With more and more scholarly papers being published, researchers are increasingly citing datasets. Therefore, preserving datasets for the long term is important as these datasets need to continue to be accessible after citation and are crucial for reproducibility. However, there is a significant problem with preserving research data over time because research data repositories can suddenly shut down unexpectedly. Attwood et al. (2015) showed 75% of biological databases were either closed entirely or outdated within 18 years. In the paper "Disappearing repositories – taking an infrastructure perspective on the long-term availability of research data", published in PLOS Biology in 2024, Strecker et al. take a broad look at data preservation by examining closed repositories. The authors investigated 191 closed research data repositories out of a registry, revealing a closure rate of 6.2%. The reasons for closure vary, and on average, closed repositories have been operating for 12 years. Efforts are made to save the data when repositories close, with 44% migrating their data to other repositories and 12% offering some form of continued access. This research highlights the challenges of maintaining research data availability in the long term, as well as proposing preventive measures to mitigate data loss when repositories are shut down. Background
Data repositories play a crucial role in scientific research by enabling data preservation, curation, and dissemination (Boyd, 2021; Johnston et al., 2018). They facilitate data sharing and collaboration among researchers. Maintaining these repositories over time is difficult (Thomer et al., 2018). Funding limitations, legal issues, and technical obsolescence can threaten their existence. Additionally, ensuring compatibility between evolving data formats and repository infrastructure is a challenge.
Despite efforts to maintain operations, some repositories might shut down (Dean, 2016; Aturban et al., 2021). This can lead to permanent data loss, impacting research progress. Ideally, repository closure should be anticipated. Strategies like data migration to other repositories can help ensure continued access to valuable research data. Registries that track research data repositories play a vital role. They document repository lifespans and closure information, which is valuable for research purposes.
Data and Methodology
The researchers used the
re3data registry, a comprehensive database of research data repositories, to identify and investigate closed repositories. Re3data includes information on over 3,000 repositories across various disciplines. A repository was considered closed if data was inaccessible or the website explicitly stated closure.

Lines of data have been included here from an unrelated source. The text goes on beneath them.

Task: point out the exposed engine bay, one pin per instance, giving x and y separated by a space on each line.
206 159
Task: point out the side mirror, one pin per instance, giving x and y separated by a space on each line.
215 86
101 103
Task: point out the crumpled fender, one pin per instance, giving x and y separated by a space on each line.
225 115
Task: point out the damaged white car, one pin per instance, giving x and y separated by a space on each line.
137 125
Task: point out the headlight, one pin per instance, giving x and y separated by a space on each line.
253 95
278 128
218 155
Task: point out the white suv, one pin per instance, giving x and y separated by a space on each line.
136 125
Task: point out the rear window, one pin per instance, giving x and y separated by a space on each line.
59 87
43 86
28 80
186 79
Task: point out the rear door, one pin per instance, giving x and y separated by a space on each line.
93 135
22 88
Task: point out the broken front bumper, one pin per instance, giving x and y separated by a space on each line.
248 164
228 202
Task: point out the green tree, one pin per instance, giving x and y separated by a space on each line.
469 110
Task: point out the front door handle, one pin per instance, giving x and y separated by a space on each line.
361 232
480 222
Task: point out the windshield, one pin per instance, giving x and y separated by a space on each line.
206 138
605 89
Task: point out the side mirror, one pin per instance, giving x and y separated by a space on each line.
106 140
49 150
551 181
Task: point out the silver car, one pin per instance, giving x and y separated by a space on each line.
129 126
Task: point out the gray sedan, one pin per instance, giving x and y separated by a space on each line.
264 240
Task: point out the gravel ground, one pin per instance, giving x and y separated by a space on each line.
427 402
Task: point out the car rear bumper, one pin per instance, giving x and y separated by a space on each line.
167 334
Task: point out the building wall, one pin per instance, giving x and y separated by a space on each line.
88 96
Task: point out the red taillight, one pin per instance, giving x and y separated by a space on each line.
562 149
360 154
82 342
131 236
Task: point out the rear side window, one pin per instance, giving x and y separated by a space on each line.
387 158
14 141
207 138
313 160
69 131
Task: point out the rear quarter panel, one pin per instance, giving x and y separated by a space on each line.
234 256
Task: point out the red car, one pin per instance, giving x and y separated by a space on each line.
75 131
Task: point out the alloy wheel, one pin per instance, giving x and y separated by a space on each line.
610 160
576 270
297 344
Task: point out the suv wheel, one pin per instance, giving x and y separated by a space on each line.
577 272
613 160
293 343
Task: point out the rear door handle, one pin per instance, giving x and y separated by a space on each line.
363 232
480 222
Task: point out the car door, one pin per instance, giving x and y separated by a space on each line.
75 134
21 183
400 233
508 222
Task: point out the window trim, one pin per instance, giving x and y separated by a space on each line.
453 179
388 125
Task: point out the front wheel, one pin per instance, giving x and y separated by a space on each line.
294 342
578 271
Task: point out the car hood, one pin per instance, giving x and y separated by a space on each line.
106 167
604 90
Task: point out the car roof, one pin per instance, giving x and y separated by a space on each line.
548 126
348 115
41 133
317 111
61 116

This study described the steps for finding closed repositories in Figure 2. It began by filtering the re3data registry for repositories with listed end dates, resulting in an initial set of 223 candidates. This list was then manually reviewed to eliminate duplicates and entries that did not align with the established criteria for a closed repository. This process resulted in a final set of 191 repositories.
![]() |
Figure 2: Process of identifying closed repositories (Figure 1 in original paper) |
Next, they examined information from various sources including current and archived repository websites, data papers, and other resources. This helped them understand why the repositories shut down and whether the data was transferred to another repository. Finally, they categorized the closure reasons and identified the repository types and subject areas to gain context for their findings.
Results
Out of over 3,000 repositories listed in re3data, 191 (6.2%) were identified as having shut down at some point in the course of 25 years. The closure rate has grown steadily since re3data's launch in 2012, which likely reflects improved coverage of recent shutdowns. Interestingly, the very first closure identified dates back to 1999, the next closure occurred after a gap of several years in 2005 (Figure 3). It means that the count of closed repositories was one until 2004, and then it rose after 2005. This might be due to limitations in re3data's coverage of earlier closed repositories.
![]() |
Figure 3: Number of closed repositories indexed in re3data (cumulative) (Figure 2 in original paper) |
The analysis revealed some distinct characteristics of closed repositories. Most were disciplinary, specializing in a particular field, rather than being affiliated with an institution. Figure 4 shows that life sciences and natural sciences were most commonly represented among closed repositories. This aligns with the overall higher prevalence of these subjects in re3data compared to humanities and social sciences.
![]() |
Figure 4: Types and subjects of closed repositories in re3data (Figure 3 in original paper) |
The median age of a closed repository at shutdown was 12 years. Interestingly, the authors observed a correlation between a repository's lifespan and its characteristics. Repositories that shut down sooner (falling within the 25th percentile range) were more likely to be institutional and focus on humanities or social sciences. In contrast, repositories that remained operational for a longer period (75th percentile) were more likely to be disciplinary and specialize in life sciences (Figure 5).
![]() |
Figure 5: Proportion of type and subject of closed repositories in the 25th (short-lived) and 75th (long-lived) percentile of the age distribution (Table 2 in original paper) |
Risks resulting in repository shutdown
The study investigated the risks associated with closed research data repositories. In over 60% of closure cases, the reason remained unclear. For those with explanations, managerial issues were the primary reason. These included repository shutdowns due to internal restructuring, mission completion, or funding cuts. Technical issues had a minor impact on closures. Outdated technology, hacking incidents, and even obsolete data formats forced the closure of a few repositories.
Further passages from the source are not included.